Earth is feeling a variety of side effects, positive and negative, from the social distancing measures in societies across the world to prevent the spread of the coronavirus.


Studies have shown air quality is improving as a result of fewer cars on the road and fewer factories in operation, but other factors of the virus, such as more use of single-use items, are harming the planet at the same time.


Earth has not had a decrease in global emissions since 2015, but scientists predict carbon dioxide emission levels could decrease by 5% or more by the end of 2020, according to a study by the Global Carbon Project.


While that may be a positive for the planet, it’s coming at a cost hundreds of thousands of infected people and millions of people without jobs.


Jennifer Walling, executive director for the Illinois Environmental Council, emphasized this is "not the model of what you want to see in terms of reducing environmental emissions."


Moreover, less pollution is unlikely to have a long-term positive impact if life goes back to the way it was. Dr. Anne-Marie Hanson, an environmental studies professor at the University of Illinois at Springfield, said after the stay-at-home orders, society needs to think of different ways to continue the current trend.


"Yes, it’s going to have a significant impact, but we can’t expect people will just stay home and that will be our solution moving forward," Hanson said.

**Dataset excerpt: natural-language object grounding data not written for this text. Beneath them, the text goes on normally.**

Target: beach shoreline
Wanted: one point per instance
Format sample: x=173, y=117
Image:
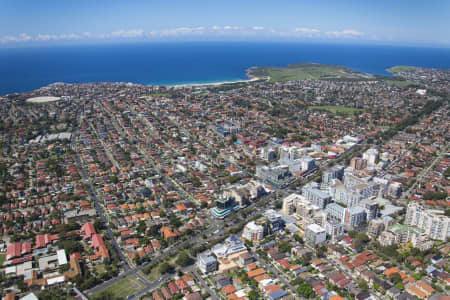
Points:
x=250, y=79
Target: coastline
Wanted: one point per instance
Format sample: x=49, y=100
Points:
x=250, y=79
x=213, y=83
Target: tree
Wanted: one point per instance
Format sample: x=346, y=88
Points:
x=183, y=259
x=141, y=227
x=284, y=247
x=321, y=251
x=363, y=286
x=305, y=290
x=395, y=278
x=164, y=268
x=252, y=295
x=400, y=286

She said scientists have been advocating for over a decade that global CO2 levels need to drop by about 8% and society needs to sustain that decrease in order to prevent the projected 1.5 degrees Celsius global temperature increase by 2050.


Central Illinois is experiencing a reduction of carbon emissions, though the exact measurements on the difference it is making are not yet clear.


Springfield’s City Water, Light & Power stopped burning coal, which produces large carbon emissions, on Feb. 21 and went back online Thursday.


Amber Sabin, a spokeswoman for CWLP, said the unit went offline "to take advantage of extremely low power prices from the grid," because of a significantly lower demand.


Currently, Dallman units 31, 32 and 33 are still not operating. Units 31 and 32 were "not needed prior to Feb. 21," while Dallman 33 was already down for repairs.


Hanson and Walling also pointed out the coronavirus is exposing how big of an impact humans have on the environment and on each other.


"This is bringing up more than ever that we are all connected and that actions we’re taking can easily impact another person," Walling said.


Hanson said it’s easy to see how the majority of people not driving can make the air quality better around the world, but there are also other small changes in systems that are making a large impact, such as the waste system.


She said the waste system has always had issues, but change in the waste patterns due to the coronavirus has resulted in more litter on the coasts.


"We often don’t think about the waste stream because we don’t have to," Hanson said. "We just put it in a bin and we don’t look at it again."


Many retailers have banned reusable shopping bags and people are recommended to throw away items, such as plastic bags, after one use to prevent the spread of the virus.


"Now many things that used to be recycled are not being recycled because of fears of virus propagation in recycling centers," Hanson said.


There also has been a shift in what is being littered. As personal protective equipment use has significantly increased, so has its waste.


Hanson said groups on coast lines who had been working on marine debris prevention have also been staying at home, but when people do go out, they’re "actually finding, more than bottles and cigarette butts and things, they’re finding masks and gloves and bags, things that they weren’t finding," she said.


Throughout the pandemic, people have relied on certain products more heavily than usual such as disinfectants and disposable items. Those also are being found in the waste stream, or stuck in it.


"People are using a lot more wet wipes and people think you can flush wet wipes. You can’t flush wet wipes. They clog your pipes, they clog the pipes of the overall sewer system and there have been sharp increases of wet wipes causing a problem, for example," Walling said.


The coronavirus may have caused more negative than positive effects on the environment, but Hanson and Walling said it has at least shined more light on science and the long-term issues facing Earth, and that it may cause society to rethink the way it will operate in the future.